Cecília Tomé Vilela é uma médica que mora em Pinheiros, bairro nobre de São Paulo, e atende no Itaim Bibi (fom-fom), bairro ainda mais nobre da capital paulista. É rica de berço e continuou rica através da profissão. Seu pai, também pediatra, mas especializado em endocrinologia, lhe presenteou com o apartamento onde ela mora, dentre outras facilidades.
Uma das melhores qualidades de A Pediatra é a autoconsciência. Cecília é consciente de si, de quem é e do lugar que ocupa. Mas não no sentido da culpa burguesa. Não é consciência social. É consciência de sua qualidade de madame e estar em paz com isso.

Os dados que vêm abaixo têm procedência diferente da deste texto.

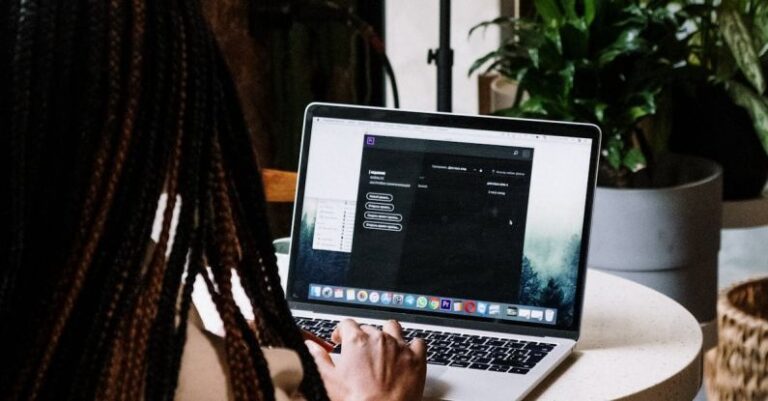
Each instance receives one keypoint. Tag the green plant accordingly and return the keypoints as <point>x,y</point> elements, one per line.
<point>729,42</point>
<point>600,61</point>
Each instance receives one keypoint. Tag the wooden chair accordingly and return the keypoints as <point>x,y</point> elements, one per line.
<point>279,185</point>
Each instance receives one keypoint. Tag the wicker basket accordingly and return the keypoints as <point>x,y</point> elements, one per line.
<point>738,368</point>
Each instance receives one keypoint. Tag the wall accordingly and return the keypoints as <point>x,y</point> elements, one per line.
<point>412,28</point>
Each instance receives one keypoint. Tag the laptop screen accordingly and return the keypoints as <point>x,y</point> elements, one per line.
<point>457,222</point>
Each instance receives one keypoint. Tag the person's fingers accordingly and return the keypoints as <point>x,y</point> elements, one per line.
<point>419,349</point>
<point>347,330</point>
<point>375,335</point>
<point>321,357</point>
<point>393,328</point>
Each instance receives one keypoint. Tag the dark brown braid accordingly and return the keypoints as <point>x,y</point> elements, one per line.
<point>109,104</point>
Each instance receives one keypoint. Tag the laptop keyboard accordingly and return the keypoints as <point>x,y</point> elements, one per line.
<point>459,350</point>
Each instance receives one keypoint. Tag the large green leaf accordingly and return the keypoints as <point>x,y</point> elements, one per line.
<point>760,28</point>
<point>629,41</point>
<point>757,107</point>
<point>549,11</point>
<point>589,11</point>
<point>737,36</point>
<point>570,9</point>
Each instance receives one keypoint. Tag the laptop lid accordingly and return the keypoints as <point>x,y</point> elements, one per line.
<point>466,221</point>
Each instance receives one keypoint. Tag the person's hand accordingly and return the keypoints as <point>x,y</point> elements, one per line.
<point>374,365</point>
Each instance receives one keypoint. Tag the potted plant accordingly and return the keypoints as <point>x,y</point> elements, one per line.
<point>721,107</point>
<point>656,216</point>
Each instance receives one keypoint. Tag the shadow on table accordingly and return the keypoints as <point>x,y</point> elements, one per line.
<point>567,363</point>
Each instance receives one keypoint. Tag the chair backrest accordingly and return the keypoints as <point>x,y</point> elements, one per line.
<point>279,185</point>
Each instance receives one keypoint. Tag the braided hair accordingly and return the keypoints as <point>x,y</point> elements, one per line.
<point>105,107</point>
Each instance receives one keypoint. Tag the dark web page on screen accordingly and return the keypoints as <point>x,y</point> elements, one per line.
<point>440,218</point>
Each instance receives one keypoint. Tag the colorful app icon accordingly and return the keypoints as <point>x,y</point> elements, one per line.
<point>445,304</point>
<point>434,303</point>
<point>386,298</point>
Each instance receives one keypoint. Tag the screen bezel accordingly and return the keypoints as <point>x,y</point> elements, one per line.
<point>489,123</point>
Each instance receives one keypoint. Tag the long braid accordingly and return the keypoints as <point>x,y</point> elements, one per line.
<point>81,257</point>
<point>263,262</point>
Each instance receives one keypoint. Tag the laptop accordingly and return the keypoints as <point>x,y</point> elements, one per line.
<point>472,231</point>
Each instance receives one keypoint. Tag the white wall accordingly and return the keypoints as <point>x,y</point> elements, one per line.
<point>412,28</point>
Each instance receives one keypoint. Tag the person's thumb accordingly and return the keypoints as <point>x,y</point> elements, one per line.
<point>322,358</point>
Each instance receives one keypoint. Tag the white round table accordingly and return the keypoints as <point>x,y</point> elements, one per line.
<point>636,344</point>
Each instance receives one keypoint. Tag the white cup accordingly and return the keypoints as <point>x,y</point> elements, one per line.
<point>282,247</point>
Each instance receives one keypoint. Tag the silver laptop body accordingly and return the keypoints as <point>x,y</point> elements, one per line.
<point>471,231</point>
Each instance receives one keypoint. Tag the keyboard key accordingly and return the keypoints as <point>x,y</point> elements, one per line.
<point>438,361</point>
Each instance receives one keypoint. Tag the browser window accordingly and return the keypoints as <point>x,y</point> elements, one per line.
<point>475,224</point>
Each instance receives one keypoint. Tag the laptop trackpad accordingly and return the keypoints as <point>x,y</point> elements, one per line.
<point>436,388</point>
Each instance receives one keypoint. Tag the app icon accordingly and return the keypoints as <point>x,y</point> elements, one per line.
<point>434,303</point>
<point>386,298</point>
<point>445,304</point>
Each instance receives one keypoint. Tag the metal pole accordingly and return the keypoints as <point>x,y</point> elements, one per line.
<point>443,58</point>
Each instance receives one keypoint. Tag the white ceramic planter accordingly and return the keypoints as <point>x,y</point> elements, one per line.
<point>667,238</point>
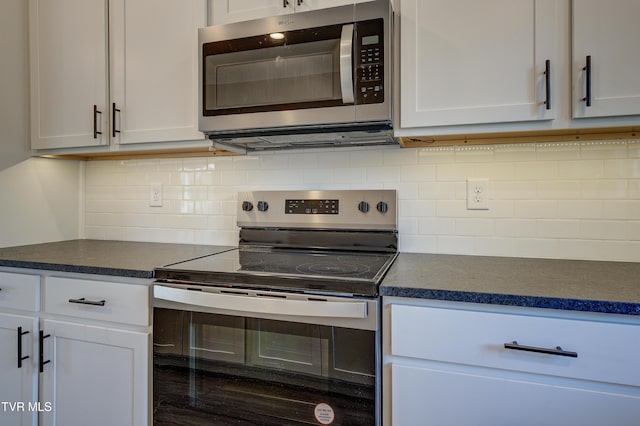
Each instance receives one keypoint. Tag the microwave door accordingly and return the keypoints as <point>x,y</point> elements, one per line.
<point>304,78</point>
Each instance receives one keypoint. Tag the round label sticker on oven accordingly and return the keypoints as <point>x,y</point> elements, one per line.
<point>324,414</point>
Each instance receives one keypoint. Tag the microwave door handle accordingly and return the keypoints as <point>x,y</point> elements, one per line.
<point>256,305</point>
<point>346,63</point>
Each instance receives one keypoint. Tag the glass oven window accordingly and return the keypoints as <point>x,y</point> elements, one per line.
<point>247,371</point>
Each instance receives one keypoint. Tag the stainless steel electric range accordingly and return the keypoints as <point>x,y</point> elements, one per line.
<point>285,328</point>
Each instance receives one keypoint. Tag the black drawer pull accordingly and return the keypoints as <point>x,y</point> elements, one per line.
<point>587,70</point>
<point>42,361</point>
<point>95,121</point>
<point>547,78</point>
<point>113,120</point>
<point>553,351</point>
<point>20,357</point>
<point>83,301</point>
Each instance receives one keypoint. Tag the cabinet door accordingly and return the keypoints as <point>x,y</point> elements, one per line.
<point>68,45</point>
<point>97,375</point>
<point>608,33</point>
<point>226,11</point>
<point>470,62</point>
<point>441,397</point>
<point>19,384</point>
<point>154,69</point>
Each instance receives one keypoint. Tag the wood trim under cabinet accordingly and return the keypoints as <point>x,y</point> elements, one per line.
<point>540,136</point>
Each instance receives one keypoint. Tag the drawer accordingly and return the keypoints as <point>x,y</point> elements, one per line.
<point>606,352</point>
<point>97,300</point>
<point>19,291</point>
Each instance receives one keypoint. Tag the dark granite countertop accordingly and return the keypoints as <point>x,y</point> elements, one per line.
<point>590,286</point>
<point>102,257</point>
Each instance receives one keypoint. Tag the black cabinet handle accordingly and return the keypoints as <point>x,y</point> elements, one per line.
<point>113,121</point>
<point>587,69</point>
<point>20,357</point>
<point>95,121</point>
<point>547,79</point>
<point>553,351</point>
<point>42,362</point>
<point>84,301</point>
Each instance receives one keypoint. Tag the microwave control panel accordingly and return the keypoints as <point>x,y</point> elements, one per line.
<point>369,62</point>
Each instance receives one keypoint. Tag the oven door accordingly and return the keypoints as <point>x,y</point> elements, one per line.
<point>235,357</point>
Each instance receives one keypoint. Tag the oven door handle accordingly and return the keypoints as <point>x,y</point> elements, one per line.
<point>263,305</point>
<point>346,63</point>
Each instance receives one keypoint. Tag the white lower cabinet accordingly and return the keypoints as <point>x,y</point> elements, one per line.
<point>96,375</point>
<point>18,349</point>
<point>19,383</point>
<point>461,364</point>
<point>96,343</point>
<point>83,358</point>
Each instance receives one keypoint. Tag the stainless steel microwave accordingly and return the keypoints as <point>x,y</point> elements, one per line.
<point>316,78</point>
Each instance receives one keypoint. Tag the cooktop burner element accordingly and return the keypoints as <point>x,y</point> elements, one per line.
<point>310,241</point>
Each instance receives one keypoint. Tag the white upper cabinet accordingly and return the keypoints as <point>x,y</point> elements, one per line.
<point>609,35</point>
<point>226,11</point>
<point>69,64</point>
<point>114,72</point>
<point>154,74</point>
<point>470,62</point>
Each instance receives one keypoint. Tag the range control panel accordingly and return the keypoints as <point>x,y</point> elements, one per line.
<point>340,209</point>
<point>312,206</point>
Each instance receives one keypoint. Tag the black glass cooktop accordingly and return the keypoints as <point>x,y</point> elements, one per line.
<point>285,269</point>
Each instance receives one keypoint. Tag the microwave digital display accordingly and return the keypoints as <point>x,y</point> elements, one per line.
<point>367,40</point>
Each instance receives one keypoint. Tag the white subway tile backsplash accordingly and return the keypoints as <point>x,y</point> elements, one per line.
<point>577,200</point>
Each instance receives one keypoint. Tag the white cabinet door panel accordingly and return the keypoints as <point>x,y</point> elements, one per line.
<point>68,73</point>
<point>97,376</point>
<point>154,74</point>
<point>18,385</point>
<point>469,62</point>
<point>609,33</point>
<point>433,397</point>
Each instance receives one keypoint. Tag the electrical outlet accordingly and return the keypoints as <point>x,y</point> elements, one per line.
<point>477,194</point>
<point>155,195</point>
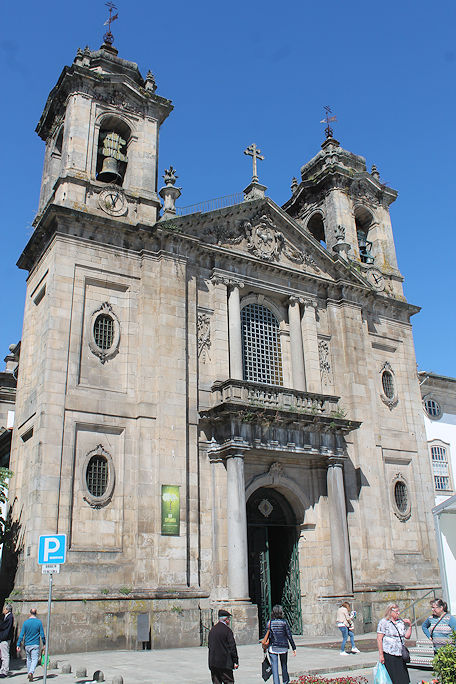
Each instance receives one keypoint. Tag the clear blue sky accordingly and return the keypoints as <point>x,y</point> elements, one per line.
<point>239,72</point>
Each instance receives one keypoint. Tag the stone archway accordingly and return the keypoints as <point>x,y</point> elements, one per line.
<point>273,536</point>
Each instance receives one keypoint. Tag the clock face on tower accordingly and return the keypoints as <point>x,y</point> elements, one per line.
<point>375,277</point>
<point>113,201</point>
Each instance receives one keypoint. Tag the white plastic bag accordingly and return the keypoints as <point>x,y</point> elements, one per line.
<point>381,675</point>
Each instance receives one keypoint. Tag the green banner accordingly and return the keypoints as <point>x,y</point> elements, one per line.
<point>170,510</point>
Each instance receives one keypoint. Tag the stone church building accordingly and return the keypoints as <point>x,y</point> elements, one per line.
<point>217,406</point>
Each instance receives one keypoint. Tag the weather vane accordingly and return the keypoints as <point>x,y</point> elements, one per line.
<point>327,120</point>
<point>108,37</point>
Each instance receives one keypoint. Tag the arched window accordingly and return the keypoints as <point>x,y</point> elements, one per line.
<point>261,353</point>
<point>112,150</point>
<point>363,220</point>
<point>316,227</point>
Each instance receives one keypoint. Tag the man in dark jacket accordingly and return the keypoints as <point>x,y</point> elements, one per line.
<point>223,655</point>
<point>6,634</point>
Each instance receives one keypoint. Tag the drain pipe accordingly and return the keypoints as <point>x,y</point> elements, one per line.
<point>443,573</point>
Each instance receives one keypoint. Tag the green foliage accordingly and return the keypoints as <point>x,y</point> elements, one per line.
<point>444,663</point>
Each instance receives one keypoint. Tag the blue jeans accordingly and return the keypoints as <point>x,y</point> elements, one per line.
<point>274,658</point>
<point>32,653</point>
<point>345,634</point>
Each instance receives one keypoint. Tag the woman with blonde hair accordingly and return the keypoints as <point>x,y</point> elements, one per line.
<point>344,620</point>
<point>391,633</point>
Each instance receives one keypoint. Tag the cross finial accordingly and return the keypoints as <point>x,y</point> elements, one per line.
<point>327,120</point>
<point>255,153</point>
<point>108,37</point>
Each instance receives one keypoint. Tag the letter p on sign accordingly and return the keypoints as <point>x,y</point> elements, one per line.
<point>52,549</point>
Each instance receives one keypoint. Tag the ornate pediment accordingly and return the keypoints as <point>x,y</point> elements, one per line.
<point>261,236</point>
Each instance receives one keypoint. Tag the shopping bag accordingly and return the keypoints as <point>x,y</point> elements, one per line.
<point>381,675</point>
<point>266,669</point>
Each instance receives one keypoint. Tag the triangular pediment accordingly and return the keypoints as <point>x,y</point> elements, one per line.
<point>263,231</point>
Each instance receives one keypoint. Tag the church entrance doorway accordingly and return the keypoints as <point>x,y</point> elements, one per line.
<point>273,557</point>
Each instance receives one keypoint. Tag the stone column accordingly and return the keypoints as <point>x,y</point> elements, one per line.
<point>238,579</point>
<point>340,548</point>
<point>297,359</point>
<point>234,321</point>
<point>310,344</point>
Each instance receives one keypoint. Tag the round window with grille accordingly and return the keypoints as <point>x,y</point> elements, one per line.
<point>98,477</point>
<point>388,384</point>
<point>432,408</point>
<point>103,331</point>
<point>401,498</point>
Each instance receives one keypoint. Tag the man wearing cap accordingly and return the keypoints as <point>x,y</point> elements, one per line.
<point>223,655</point>
<point>6,634</point>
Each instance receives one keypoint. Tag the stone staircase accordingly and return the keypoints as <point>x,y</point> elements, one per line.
<point>422,654</point>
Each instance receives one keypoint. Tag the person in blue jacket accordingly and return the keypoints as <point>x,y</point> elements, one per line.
<point>439,625</point>
<point>279,638</point>
<point>32,631</point>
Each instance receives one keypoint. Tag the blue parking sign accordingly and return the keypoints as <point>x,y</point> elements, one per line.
<point>52,549</point>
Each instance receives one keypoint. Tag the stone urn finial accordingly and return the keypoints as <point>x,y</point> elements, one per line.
<point>151,85</point>
<point>169,193</point>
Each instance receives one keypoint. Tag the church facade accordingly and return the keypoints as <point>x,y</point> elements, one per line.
<point>216,408</point>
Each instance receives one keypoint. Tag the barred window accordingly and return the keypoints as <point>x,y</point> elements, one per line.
<point>103,331</point>
<point>388,384</point>
<point>440,468</point>
<point>261,353</point>
<point>97,475</point>
<point>401,496</point>
<point>432,408</point>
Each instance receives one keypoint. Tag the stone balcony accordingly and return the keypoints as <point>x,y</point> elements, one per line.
<point>269,417</point>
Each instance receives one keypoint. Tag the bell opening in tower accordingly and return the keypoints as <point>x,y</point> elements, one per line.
<point>112,159</point>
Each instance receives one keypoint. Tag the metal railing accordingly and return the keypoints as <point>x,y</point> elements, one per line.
<point>211,205</point>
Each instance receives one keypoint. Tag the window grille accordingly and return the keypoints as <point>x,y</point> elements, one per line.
<point>442,483</point>
<point>401,496</point>
<point>388,384</point>
<point>440,468</point>
<point>103,331</point>
<point>261,353</point>
<point>432,408</point>
<point>97,475</point>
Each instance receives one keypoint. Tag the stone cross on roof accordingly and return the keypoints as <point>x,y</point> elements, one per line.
<point>255,153</point>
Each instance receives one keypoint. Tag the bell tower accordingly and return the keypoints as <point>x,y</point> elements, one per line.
<point>101,126</point>
<point>346,208</point>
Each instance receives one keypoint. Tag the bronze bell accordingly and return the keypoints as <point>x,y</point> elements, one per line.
<point>110,171</point>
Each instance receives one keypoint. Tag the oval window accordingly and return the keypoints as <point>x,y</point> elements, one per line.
<point>103,331</point>
<point>432,408</point>
<point>97,474</point>
<point>388,384</point>
<point>401,496</point>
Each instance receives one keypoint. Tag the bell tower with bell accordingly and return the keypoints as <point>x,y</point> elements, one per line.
<point>101,126</point>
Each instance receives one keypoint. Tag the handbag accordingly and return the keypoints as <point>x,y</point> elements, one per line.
<point>266,669</point>
<point>381,675</point>
<point>405,653</point>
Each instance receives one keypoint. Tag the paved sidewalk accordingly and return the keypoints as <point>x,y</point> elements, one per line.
<point>189,665</point>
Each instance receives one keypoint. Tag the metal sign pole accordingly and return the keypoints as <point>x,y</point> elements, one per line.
<point>46,649</point>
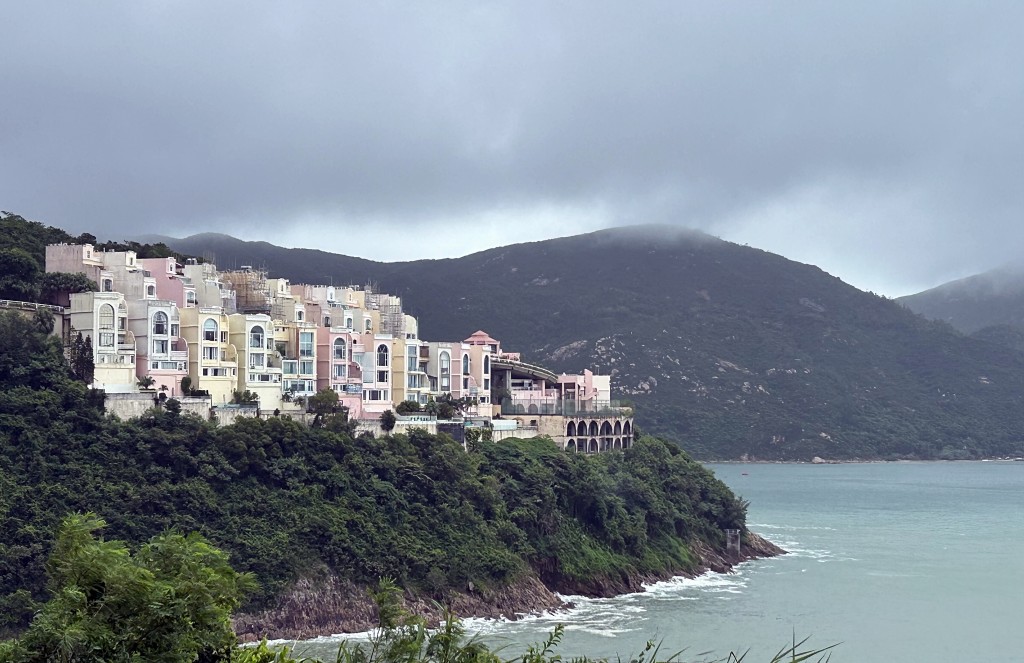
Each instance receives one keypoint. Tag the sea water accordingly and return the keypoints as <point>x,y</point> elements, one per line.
<point>904,562</point>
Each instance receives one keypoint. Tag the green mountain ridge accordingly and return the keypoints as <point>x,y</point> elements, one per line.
<point>990,299</point>
<point>733,350</point>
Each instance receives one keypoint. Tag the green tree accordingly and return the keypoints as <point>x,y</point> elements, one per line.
<point>54,287</point>
<point>43,321</point>
<point>18,272</point>
<point>324,402</point>
<point>80,358</point>
<point>245,398</point>
<point>171,602</point>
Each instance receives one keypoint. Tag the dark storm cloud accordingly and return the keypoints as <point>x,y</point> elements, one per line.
<point>879,140</point>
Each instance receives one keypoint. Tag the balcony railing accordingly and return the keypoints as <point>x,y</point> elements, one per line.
<point>566,408</point>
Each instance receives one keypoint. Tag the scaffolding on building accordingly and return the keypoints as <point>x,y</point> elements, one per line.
<point>251,292</point>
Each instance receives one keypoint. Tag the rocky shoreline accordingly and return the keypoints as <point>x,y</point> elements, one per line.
<point>330,605</point>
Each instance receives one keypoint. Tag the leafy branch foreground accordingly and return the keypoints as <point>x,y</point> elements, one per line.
<point>171,602</point>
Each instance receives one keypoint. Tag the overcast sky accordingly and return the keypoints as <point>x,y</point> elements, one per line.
<point>880,140</point>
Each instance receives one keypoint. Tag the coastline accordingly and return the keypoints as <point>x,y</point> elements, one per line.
<point>312,608</point>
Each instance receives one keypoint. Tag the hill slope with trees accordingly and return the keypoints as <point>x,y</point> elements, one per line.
<point>732,350</point>
<point>289,502</point>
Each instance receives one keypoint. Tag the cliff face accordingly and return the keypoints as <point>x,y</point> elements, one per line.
<point>329,605</point>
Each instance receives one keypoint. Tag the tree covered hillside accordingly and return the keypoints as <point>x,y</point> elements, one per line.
<point>729,349</point>
<point>288,501</point>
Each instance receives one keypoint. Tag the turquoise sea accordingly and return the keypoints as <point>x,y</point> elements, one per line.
<point>903,562</point>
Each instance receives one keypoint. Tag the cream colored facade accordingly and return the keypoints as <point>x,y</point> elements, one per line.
<point>259,363</point>
<point>212,360</point>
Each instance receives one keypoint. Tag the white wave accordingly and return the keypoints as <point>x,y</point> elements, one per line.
<point>765,526</point>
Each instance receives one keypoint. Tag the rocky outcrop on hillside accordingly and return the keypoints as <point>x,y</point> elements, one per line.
<point>331,605</point>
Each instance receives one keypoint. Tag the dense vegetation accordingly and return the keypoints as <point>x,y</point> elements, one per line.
<point>23,260</point>
<point>285,500</point>
<point>729,349</point>
<point>993,298</point>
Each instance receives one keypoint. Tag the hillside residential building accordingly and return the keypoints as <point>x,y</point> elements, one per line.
<point>161,349</point>
<point>102,317</point>
<point>241,331</point>
<point>259,363</point>
<point>336,368</point>
<point>171,282</point>
<point>212,360</point>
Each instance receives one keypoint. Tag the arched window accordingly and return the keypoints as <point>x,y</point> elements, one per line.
<point>210,330</point>
<point>256,337</point>
<point>160,323</point>
<point>107,317</point>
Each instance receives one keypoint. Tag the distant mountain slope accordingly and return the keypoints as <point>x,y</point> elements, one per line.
<point>729,349</point>
<point>973,303</point>
<point>301,265</point>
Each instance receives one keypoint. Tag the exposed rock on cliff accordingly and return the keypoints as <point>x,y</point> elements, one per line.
<point>329,605</point>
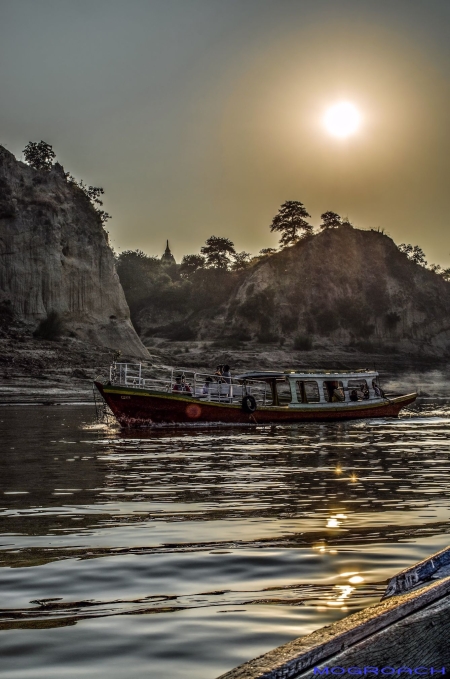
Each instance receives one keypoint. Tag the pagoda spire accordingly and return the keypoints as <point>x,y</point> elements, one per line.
<point>168,257</point>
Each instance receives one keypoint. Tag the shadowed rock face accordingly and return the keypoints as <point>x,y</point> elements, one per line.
<point>54,256</point>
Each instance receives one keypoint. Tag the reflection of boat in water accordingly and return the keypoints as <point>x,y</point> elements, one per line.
<point>187,397</point>
<point>407,633</point>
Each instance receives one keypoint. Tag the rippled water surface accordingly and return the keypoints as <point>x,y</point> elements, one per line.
<point>180,554</point>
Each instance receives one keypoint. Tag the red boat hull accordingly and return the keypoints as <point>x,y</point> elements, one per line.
<point>138,408</point>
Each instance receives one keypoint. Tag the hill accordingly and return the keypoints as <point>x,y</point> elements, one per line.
<point>56,267</point>
<point>341,288</point>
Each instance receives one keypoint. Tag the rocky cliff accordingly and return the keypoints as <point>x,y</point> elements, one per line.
<point>54,257</point>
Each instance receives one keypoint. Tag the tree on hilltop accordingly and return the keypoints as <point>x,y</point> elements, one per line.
<point>414,253</point>
<point>241,260</point>
<point>39,155</point>
<point>330,220</point>
<point>290,220</point>
<point>218,252</point>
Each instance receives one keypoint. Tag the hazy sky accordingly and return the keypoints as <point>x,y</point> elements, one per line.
<point>201,117</point>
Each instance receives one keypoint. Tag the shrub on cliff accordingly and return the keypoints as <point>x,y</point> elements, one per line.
<point>50,328</point>
<point>39,155</point>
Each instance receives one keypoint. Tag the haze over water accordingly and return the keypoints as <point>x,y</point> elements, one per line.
<point>182,553</point>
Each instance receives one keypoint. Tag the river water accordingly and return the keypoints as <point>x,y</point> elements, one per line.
<point>180,554</point>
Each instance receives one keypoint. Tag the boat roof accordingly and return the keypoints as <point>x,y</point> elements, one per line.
<point>306,374</point>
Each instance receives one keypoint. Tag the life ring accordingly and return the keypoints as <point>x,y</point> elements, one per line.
<point>249,404</point>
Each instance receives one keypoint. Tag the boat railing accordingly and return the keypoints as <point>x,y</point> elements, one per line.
<point>205,386</point>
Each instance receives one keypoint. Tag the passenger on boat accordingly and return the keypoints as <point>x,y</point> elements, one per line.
<point>379,393</point>
<point>226,374</point>
<point>207,385</point>
<point>338,395</point>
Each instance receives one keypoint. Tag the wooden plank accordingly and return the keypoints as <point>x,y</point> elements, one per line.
<point>292,659</point>
<point>418,641</point>
<point>418,574</point>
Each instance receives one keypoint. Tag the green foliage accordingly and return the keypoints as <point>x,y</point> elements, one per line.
<point>93,193</point>
<point>39,155</point>
<point>290,220</point>
<point>50,328</point>
<point>303,343</point>
<point>218,252</point>
<point>330,220</point>
<point>190,264</point>
<point>139,275</point>
<point>241,260</point>
<point>414,253</point>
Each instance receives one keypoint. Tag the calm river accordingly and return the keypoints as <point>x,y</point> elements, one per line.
<point>180,554</point>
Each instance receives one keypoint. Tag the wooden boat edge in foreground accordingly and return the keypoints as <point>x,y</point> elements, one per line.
<point>300,656</point>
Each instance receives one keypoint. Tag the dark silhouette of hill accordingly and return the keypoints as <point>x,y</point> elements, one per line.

É justamente não se importar. E isso é uma das coisas que mais deixa a personagem rica (em todos os sentidos).
Pode parecer um contrassenso, mas a questão de classe é muito bem representada. Cecília tem uma empregada doméstica, Deise, que mora no quartinho de empregada. Ambas têm seus lugares muito bem definidos. Cecília não tem um pingo de remorso ao explorar Deise, que está grávida. Quando a funcionária precisa ir para o interior cuidar da mãe doente, Cecília simplesmente pergunta qual é a previsão de retorno para São Paulo.
Cecília insulta, direta ou indiretamente, enfermeiras, advogadas, grávidas, mães, babás, idosos, deprimidos, seguranças de pizzaria… Ela é uma daquelas personagens memoráveis, de personalidade fascinante. Meticulosamente construída, fica evidente o trabalho e o talento da autora em sua elaboração. Descrevendo a trama em poucas (e rasas) palavras, Cecília é uma pediatra que detesta crianças.
Ela não hesita em assumir que só quis ser médica por causa da família (além do pai na área da saúde, a mãe é enfermeira, o que faz com que Cecília não a respeite). “[…] estudei medicina desapaixonada, com o pai no leme. Não é diferente de quem cuida de vacas porque de sua janela era o que havia, festejando o fato de que não era mais preciso caçar, apenas manter o gado.”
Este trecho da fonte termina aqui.